Susann RüthrichSPD - Vermeintliche Hetzjagden in Chemnitz
Sehr geehrter Herr Präsident! Werte Damen und wenige Herren auf der rechten Seite!
(Andreas Bleck [AfD]: Wir fühlen uns heute alle als Frauen!)
Wenn Sie doch nur einmal sensibel mit Ihren eigenen Worten umgehen würden. Vogelschiss, Schuldkult, Menschen entsorgen, politische Verantwortungsträger jagen – das sind Ihre Worte.
(Karsten Hilse [AfD]: Das hat Herr Gabriel selber gesagt! – Weiterer Zuruf von der AfD: Es gibt auch die Pressefreiheit!)
Was heißt denn bitte schön „jagen“? Haben Sie die Waffen schon dabei? Ganze Bevölkerungsgruppen werten Sie pauschal ab. Sie treten die Lehre aus der deutschen Geschichte mit Füßen, und Sie verunglimpfen unsere Demokratie. Aber das wird man ja noch sagen dürfen, ja?
(Tino Chrupalla [AfD]: Also zur Sache! – Jörn König [AfD]: „Rückstandsfrei entsorgen“, Ihr Duktus!)
Wenn Menschen vor Gewalt, die Ihnen angedroht wird, wegrennen müssen, wenn Polizisten den Davonlaufenden sagen: „Da lang“, weil sie den Mob nicht mehr aufhalten könnten, dann – ja, dann – sezieren Sie, wie wir das nennen dürfen.
(Zurufe von der AfD)
Als wenn es darum ginge, ob die Bedrohung stark genug war, um schon „Hetzjagd“ genannt zu werden. Als wenn das Wort und nicht die Tat weltweit für Entsetzen gesorgt hätte.
(Udo Theodor Hemmelgarn [AfD]: G 20! Hamburg!)

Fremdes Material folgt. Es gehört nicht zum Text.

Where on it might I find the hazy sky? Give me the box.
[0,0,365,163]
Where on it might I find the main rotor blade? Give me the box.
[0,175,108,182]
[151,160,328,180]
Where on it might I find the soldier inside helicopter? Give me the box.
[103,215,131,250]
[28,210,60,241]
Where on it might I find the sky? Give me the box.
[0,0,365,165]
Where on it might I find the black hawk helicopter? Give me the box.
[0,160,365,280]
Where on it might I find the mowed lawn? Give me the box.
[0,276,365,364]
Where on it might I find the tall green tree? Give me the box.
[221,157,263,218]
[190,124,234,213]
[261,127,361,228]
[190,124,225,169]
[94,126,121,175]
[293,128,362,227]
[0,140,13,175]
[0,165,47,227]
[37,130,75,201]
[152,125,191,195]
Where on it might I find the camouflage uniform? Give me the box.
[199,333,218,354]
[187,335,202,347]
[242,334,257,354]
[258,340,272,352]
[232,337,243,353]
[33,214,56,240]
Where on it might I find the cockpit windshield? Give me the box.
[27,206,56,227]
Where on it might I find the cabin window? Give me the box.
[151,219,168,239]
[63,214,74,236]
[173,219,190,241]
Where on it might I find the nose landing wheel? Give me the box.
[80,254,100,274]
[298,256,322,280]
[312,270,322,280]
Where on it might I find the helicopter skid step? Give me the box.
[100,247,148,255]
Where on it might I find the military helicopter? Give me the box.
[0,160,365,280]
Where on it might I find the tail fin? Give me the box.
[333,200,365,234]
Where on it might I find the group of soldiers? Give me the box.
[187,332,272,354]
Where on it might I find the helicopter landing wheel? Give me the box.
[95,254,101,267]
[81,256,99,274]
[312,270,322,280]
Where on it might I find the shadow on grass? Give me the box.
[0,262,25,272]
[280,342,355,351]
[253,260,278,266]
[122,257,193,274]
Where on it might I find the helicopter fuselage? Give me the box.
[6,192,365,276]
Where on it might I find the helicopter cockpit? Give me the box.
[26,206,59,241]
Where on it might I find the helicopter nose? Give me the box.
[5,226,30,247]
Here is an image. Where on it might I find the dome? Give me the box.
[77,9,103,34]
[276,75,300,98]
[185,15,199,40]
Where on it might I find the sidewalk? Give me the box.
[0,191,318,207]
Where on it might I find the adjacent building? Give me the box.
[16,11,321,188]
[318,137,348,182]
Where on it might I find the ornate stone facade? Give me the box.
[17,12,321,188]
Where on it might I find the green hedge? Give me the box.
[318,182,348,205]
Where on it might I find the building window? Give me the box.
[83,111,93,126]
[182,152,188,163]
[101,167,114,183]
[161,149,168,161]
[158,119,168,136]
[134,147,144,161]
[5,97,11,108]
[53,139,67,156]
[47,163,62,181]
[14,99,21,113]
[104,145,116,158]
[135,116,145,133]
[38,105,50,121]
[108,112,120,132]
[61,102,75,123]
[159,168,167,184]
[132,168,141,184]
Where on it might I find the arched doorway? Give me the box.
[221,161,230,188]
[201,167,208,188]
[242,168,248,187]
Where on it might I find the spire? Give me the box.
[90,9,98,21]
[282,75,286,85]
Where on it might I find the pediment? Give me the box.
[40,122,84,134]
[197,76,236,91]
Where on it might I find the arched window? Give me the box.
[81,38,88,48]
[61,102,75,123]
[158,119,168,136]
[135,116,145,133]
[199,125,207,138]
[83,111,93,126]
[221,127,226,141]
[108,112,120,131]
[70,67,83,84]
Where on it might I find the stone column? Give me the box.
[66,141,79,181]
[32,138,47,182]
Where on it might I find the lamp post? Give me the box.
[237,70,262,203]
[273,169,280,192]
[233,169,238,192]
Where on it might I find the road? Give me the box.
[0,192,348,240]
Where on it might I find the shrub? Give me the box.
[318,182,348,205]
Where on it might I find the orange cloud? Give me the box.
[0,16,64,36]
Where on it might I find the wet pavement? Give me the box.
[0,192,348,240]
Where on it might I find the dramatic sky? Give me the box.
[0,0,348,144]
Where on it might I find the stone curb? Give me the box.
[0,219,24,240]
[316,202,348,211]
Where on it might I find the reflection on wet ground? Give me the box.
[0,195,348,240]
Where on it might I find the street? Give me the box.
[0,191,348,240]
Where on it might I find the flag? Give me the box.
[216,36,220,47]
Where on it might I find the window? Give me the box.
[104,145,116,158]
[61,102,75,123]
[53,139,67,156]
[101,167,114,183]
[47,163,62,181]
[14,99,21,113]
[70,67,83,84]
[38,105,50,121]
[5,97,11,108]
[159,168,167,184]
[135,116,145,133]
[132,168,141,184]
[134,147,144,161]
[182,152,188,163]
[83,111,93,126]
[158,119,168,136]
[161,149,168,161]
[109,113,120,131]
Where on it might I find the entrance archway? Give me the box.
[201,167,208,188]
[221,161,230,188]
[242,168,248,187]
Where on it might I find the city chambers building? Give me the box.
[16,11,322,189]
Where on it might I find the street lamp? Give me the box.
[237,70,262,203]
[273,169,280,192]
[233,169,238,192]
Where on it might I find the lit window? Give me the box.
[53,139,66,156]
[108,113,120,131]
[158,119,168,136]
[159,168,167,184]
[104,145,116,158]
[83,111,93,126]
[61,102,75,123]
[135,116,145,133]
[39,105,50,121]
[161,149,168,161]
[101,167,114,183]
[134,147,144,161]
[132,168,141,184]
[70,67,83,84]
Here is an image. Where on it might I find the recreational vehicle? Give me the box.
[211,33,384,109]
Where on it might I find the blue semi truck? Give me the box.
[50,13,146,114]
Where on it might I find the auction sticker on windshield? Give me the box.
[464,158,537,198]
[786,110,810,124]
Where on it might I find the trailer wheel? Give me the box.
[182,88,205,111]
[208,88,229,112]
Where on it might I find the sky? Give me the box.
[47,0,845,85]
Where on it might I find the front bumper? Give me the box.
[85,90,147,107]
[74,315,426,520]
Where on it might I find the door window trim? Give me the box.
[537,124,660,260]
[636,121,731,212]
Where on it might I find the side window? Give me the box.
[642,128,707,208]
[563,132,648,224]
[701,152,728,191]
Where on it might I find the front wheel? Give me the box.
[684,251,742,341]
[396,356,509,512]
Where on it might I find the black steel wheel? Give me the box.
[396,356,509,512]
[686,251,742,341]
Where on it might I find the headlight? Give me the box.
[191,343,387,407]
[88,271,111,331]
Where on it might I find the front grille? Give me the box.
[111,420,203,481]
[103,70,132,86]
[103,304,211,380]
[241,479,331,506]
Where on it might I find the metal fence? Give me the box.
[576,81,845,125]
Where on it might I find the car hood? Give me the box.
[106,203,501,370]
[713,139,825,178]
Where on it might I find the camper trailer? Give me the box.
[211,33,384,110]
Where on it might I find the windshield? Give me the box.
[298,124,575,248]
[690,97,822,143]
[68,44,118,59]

Und als wenn es jemals okay sein könnte, Menschen aufgrund rassistischer, sexistischer, politischer oder sonst irgendwelcher Motive zu bedrohen. Das Problem ist, dass die Menschen dort Angst hatten. Aber das interessiert Sie nicht die Bohne. Oder freuen Sie sich etwa sogar daran?
(Beifall bei Abgeordneten der SPD, der CDU/CSU und der LINKEN)
Es wurde ein jüdisches Restaurant angegriffen, das erst nach Tagen überhaupt in den Zusammenhang mit den Teilnehmenden der Demos gebracht wurde. Wollen Sie vielleicht in Wahrheit davon ablenken?
Oder wollen Sie hiervon ablenken: Mir gegenüber stehen „Dritter Weg“, NPD, Pro Chemnitz, NSU-Unterstützerumfeld – ich war im NSU-Untersuchungsausschuss; ich erinnere mich gut, wer damals in Chemnitz und Zwickau aktiv war; die Leute sind nicht weg, die sind jetzt einfach 20 Jahre älter –,
(Beifall bei Abgeordneten der SPD)
HooNaRa-Leute – zur Erinnerung: das ist die Abkürzung für Hooligans, Nazis, Rassisten – und AfD. Hitlergrüße werden gezeigt, die Stimmung ist zum Explodieren gespannt.
Mit den vielleicht 800 Rechtsextremisten hätte die Polizei fertigwerden können, wenn – ja, wenn – sie ausreichend vor Ort gewesen wäre. Aber da standen nicht 800 Leute, sondern einige Tausend:
(Karsten Hilse [AfD]: Alles Rechtsextremisten, oder was?)
Papa mit dem Kind auf den Schultern, Rentner, junge Leute, Chemnitzer, Nachbarn. Und wissen Sie, was eine ältere Dame rübergeschrien hat? Sie hat geschrien: Kapiert es endlich: Wir haben hier vor 30 Jahren schon mal ein System gestürzt, und das machen wir jetzt wieder. – Jede Demokratin und jedem Demokraten und schon gar jedem und jeder Abgeordneten des Deutschen Bundestages gefriert doch angesichts solcher Selbstoffenbarung das Blut in den Adern.
(Zuruf von der AfD: Die Jusos stürzen auch das System!)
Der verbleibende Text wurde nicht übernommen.